Last night for 12 hours we were without water to our home. It was a hassle. I couldn’t shower, the dirty clothes needed to wait and I couldn’t have my evening cup of tea. This was an inconvenience, not a disaster.

I wasn’t well last night. I felt thick headed, my mouth was dry, I was nauseous and I needed to use the bathroom…

The little things like turning on a tap are what get to us. A few years ago I would regularly go camping for the odd conference. These camping trips were well organised with stand-pipes dotted about for supplying water and an ablutions block. But for cooking I had to fetch water. I would walk from my tent site to the tap nearest, which always felt like a trek, fill a couple of 25 litre jerry cans and walk back. That would do me for the day’s cooking, washing (don’t like to shower on camp) and drinking water. Some campers had mobile homes with fitments allowing them to drive to the tap and fill water butts with enough water for the whole weekend. Some made several trips a day because they had smaller containers.

Overnight last night I was reminded of this as I went and pumped water from the wellpoint in the garden (sulphurous and very much NOT drinking water) into jerry cans again for the toilet cysterns in the house. It struck me that this simple luxury we take for granted is an absolute necessity we cannot do without.

Water.

Jesus didn’t stand up and announce that He was the living egg and chips. He didn’t reveal himself to be the beer of life. Water. Simple water.

We cannot live more than a couple of days without water.
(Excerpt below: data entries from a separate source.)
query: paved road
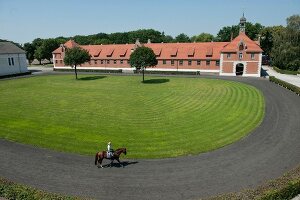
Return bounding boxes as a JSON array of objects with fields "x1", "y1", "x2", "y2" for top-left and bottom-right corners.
[
  {"x1": 0, "y1": 77, "x2": 300, "y2": 199},
  {"x1": 262, "y1": 65, "x2": 300, "y2": 87}
]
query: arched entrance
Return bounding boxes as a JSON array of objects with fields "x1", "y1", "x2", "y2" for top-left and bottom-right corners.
[{"x1": 235, "y1": 63, "x2": 244, "y2": 76}]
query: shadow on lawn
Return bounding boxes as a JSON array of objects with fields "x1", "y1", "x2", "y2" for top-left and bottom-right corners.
[
  {"x1": 99, "y1": 161, "x2": 139, "y2": 168},
  {"x1": 78, "y1": 76, "x2": 106, "y2": 81},
  {"x1": 144, "y1": 78, "x2": 170, "y2": 84}
]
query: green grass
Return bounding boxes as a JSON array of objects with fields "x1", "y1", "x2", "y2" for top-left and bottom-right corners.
[{"x1": 0, "y1": 75, "x2": 265, "y2": 158}]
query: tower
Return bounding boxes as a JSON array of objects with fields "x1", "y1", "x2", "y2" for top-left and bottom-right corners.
[{"x1": 240, "y1": 13, "x2": 246, "y2": 33}]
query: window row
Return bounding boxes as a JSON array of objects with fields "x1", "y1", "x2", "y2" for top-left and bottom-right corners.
[
  {"x1": 55, "y1": 60, "x2": 130, "y2": 65},
  {"x1": 227, "y1": 52, "x2": 255, "y2": 60},
  {"x1": 162, "y1": 60, "x2": 220, "y2": 66},
  {"x1": 89, "y1": 60, "x2": 129, "y2": 65}
]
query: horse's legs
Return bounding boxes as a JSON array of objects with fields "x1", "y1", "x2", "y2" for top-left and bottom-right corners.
[{"x1": 116, "y1": 158, "x2": 124, "y2": 168}]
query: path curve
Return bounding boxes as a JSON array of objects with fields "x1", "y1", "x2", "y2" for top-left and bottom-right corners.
[{"x1": 0, "y1": 77, "x2": 300, "y2": 199}]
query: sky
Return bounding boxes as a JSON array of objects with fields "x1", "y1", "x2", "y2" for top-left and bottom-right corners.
[{"x1": 0, "y1": 0, "x2": 300, "y2": 44}]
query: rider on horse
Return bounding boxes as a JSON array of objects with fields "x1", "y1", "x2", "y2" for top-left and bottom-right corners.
[{"x1": 107, "y1": 142, "x2": 114, "y2": 158}]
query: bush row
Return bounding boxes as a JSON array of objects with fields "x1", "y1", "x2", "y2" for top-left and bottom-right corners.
[
  {"x1": 53, "y1": 68, "x2": 122, "y2": 73},
  {"x1": 0, "y1": 178, "x2": 78, "y2": 200},
  {"x1": 261, "y1": 180, "x2": 300, "y2": 200},
  {"x1": 269, "y1": 76, "x2": 300, "y2": 95},
  {"x1": 273, "y1": 67, "x2": 300, "y2": 75},
  {"x1": 0, "y1": 71, "x2": 31, "y2": 79}
]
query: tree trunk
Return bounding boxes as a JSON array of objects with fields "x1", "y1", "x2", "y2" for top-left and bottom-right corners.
[
  {"x1": 143, "y1": 68, "x2": 145, "y2": 83},
  {"x1": 74, "y1": 65, "x2": 77, "y2": 80}
]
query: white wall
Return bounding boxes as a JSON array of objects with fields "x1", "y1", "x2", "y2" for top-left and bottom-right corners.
[{"x1": 0, "y1": 53, "x2": 28, "y2": 76}]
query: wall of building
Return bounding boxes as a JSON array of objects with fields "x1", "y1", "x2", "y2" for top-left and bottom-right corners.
[{"x1": 0, "y1": 54, "x2": 28, "y2": 76}]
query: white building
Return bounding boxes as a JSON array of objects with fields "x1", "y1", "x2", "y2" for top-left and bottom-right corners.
[{"x1": 0, "y1": 42, "x2": 28, "y2": 76}]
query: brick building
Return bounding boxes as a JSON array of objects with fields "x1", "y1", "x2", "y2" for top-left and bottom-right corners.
[{"x1": 53, "y1": 16, "x2": 263, "y2": 77}]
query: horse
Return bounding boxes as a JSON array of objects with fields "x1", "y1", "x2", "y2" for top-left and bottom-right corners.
[{"x1": 95, "y1": 148, "x2": 127, "y2": 168}]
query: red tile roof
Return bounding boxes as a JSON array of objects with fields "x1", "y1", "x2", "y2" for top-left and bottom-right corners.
[{"x1": 221, "y1": 32, "x2": 263, "y2": 52}]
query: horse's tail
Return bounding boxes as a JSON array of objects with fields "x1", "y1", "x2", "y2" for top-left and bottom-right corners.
[{"x1": 95, "y1": 153, "x2": 98, "y2": 165}]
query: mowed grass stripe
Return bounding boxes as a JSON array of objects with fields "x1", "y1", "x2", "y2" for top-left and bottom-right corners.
[{"x1": 0, "y1": 75, "x2": 264, "y2": 158}]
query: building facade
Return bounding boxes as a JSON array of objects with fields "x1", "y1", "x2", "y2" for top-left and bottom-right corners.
[
  {"x1": 53, "y1": 16, "x2": 263, "y2": 77},
  {"x1": 0, "y1": 42, "x2": 28, "y2": 76}
]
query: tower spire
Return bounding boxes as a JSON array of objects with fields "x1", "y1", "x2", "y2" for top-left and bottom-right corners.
[{"x1": 240, "y1": 12, "x2": 247, "y2": 33}]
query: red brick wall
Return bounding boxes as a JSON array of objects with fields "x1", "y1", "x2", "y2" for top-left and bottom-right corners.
[
  {"x1": 246, "y1": 62, "x2": 258, "y2": 74},
  {"x1": 223, "y1": 51, "x2": 259, "y2": 61},
  {"x1": 222, "y1": 62, "x2": 233, "y2": 73}
]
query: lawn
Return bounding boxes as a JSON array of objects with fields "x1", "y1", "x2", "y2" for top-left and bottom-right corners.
[{"x1": 0, "y1": 75, "x2": 265, "y2": 158}]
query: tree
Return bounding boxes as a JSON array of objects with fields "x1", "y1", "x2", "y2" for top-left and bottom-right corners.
[
  {"x1": 175, "y1": 33, "x2": 191, "y2": 43},
  {"x1": 129, "y1": 46, "x2": 157, "y2": 82},
  {"x1": 191, "y1": 33, "x2": 214, "y2": 42},
  {"x1": 271, "y1": 15, "x2": 300, "y2": 71},
  {"x1": 64, "y1": 47, "x2": 91, "y2": 79}
]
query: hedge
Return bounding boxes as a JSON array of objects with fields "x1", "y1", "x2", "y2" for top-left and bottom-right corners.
[
  {"x1": 269, "y1": 76, "x2": 300, "y2": 95},
  {"x1": 0, "y1": 178, "x2": 78, "y2": 200},
  {"x1": 261, "y1": 180, "x2": 300, "y2": 200},
  {"x1": 273, "y1": 67, "x2": 299, "y2": 75}
]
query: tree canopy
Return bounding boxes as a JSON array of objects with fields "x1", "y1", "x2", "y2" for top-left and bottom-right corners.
[
  {"x1": 129, "y1": 46, "x2": 157, "y2": 82},
  {"x1": 64, "y1": 47, "x2": 91, "y2": 79}
]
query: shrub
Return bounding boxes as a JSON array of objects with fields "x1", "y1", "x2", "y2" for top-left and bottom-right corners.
[
  {"x1": 261, "y1": 180, "x2": 300, "y2": 200},
  {"x1": 269, "y1": 76, "x2": 300, "y2": 95}
]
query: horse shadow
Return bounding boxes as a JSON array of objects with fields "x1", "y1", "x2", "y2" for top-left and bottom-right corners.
[
  {"x1": 98, "y1": 161, "x2": 139, "y2": 168},
  {"x1": 78, "y1": 76, "x2": 106, "y2": 81}
]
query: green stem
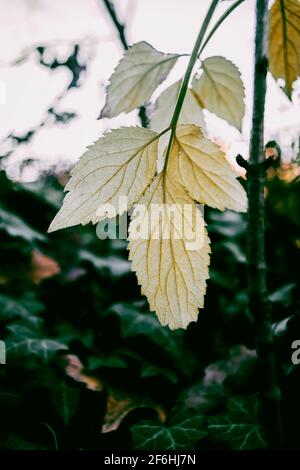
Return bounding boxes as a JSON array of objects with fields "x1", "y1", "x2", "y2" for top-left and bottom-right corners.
[
  {"x1": 164, "y1": 0, "x2": 219, "y2": 171},
  {"x1": 198, "y1": 0, "x2": 245, "y2": 57}
]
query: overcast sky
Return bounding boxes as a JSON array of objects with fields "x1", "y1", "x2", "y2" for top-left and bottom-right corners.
[{"x1": 0, "y1": 0, "x2": 300, "y2": 181}]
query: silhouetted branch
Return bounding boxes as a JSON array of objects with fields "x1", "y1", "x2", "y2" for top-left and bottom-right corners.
[{"x1": 103, "y1": 0, "x2": 148, "y2": 127}]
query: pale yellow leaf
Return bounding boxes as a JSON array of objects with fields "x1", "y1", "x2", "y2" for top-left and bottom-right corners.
[
  {"x1": 169, "y1": 125, "x2": 247, "y2": 212},
  {"x1": 128, "y1": 163, "x2": 210, "y2": 329},
  {"x1": 192, "y1": 57, "x2": 245, "y2": 130},
  {"x1": 269, "y1": 0, "x2": 300, "y2": 98},
  {"x1": 100, "y1": 41, "x2": 178, "y2": 118},
  {"x1": 150, "y1": 81, "x2": 205, "y2": 132},
  {"x1": 49, "y1": 127, "x2": 158, "y2": 232}
]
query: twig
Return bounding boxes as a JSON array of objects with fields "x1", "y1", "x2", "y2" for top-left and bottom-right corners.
[
  {"x1": 247, "y1": 0, "x2": 281, "y2": 448},
  {"x1": 103, "y1": 0, "x2": 148, "y2": 127}
]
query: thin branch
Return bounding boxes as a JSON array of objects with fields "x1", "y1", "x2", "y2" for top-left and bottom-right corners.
[
  {"x1": 103, "y1": 0, "x2": 148, "y2": 127},
  {"x1": 164, "y1": 0, "x2": 219, "y2": 171},
  {"x1": 247, "y1": 0, "x2": 281, "y2": 448}
]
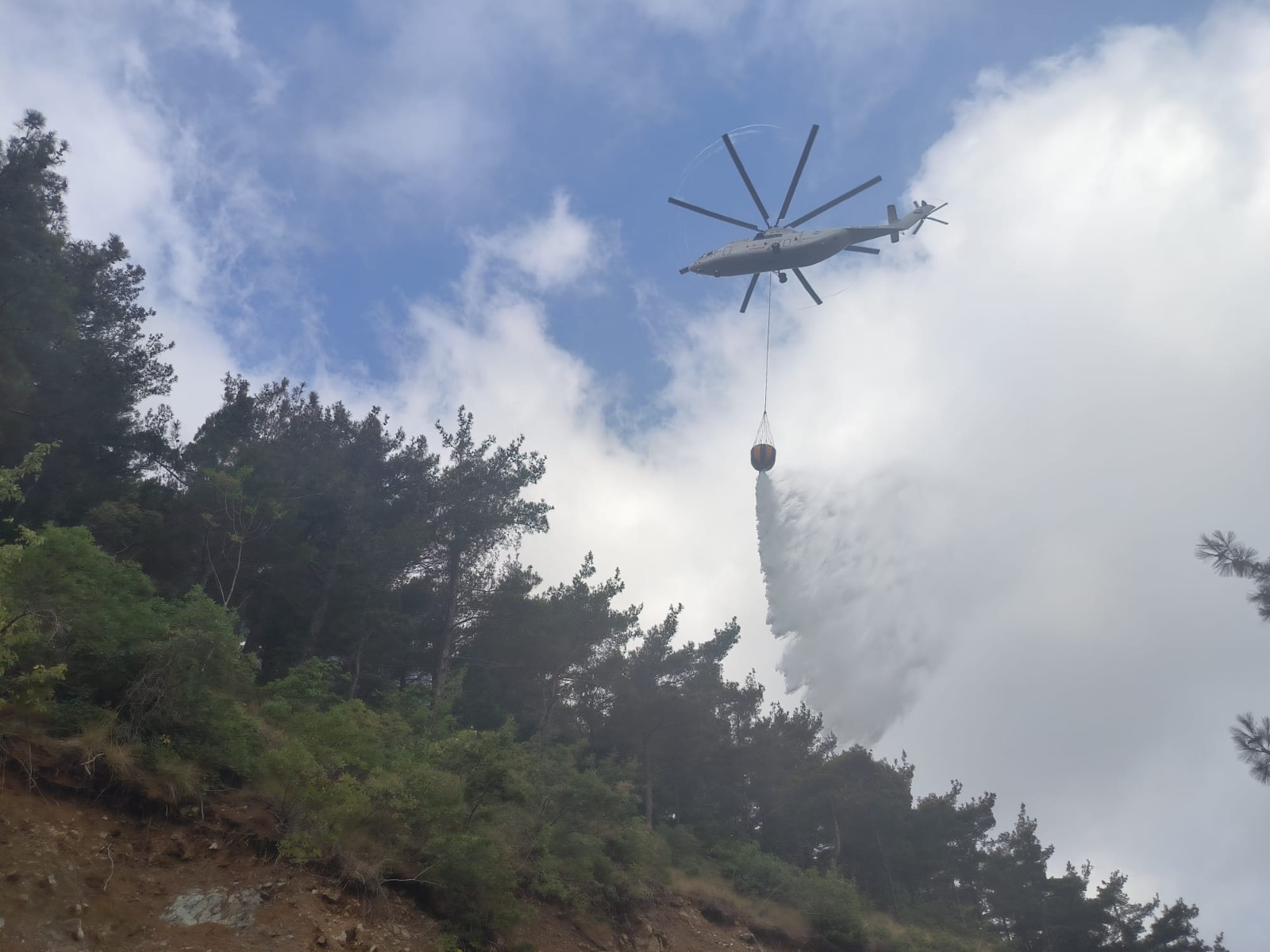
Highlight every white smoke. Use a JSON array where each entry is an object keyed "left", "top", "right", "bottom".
[{"left": 756, "top": 471, "right": 949, "bottom": 744}]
Spiritually we need to be filled constantly with the Living Water of Jesus’ Spirit. Why? Because we leak.

Imagine taking a nail and driving it through a 25 litre container about an inch from the bottom and leaving it there. Then fill the can with water. You might not notice immediately, but the water immediately begins to flow out of the hole. The pressure from the air surrounding it forces the water out. Gradually the water all drains out until it reaches the level of the nail, and it levels off there. You can’t stop the flow on a camp site, you need to simply return to the source and top up. Regularly.

Spiritually it’s no different.

Top up or dry up. And Sundays aren’t enough alone. We don’t drive big mobile homes with enough storage space for weeks at a time. But we do have a link to the source. What we need to do is to plug ourselves into the source and we can keep going back as often as we need – that tap never dries out.

Jesus would withdraw from the disciples and go alone to pray. He needed to top up. If Jesus needed to, how much more do we.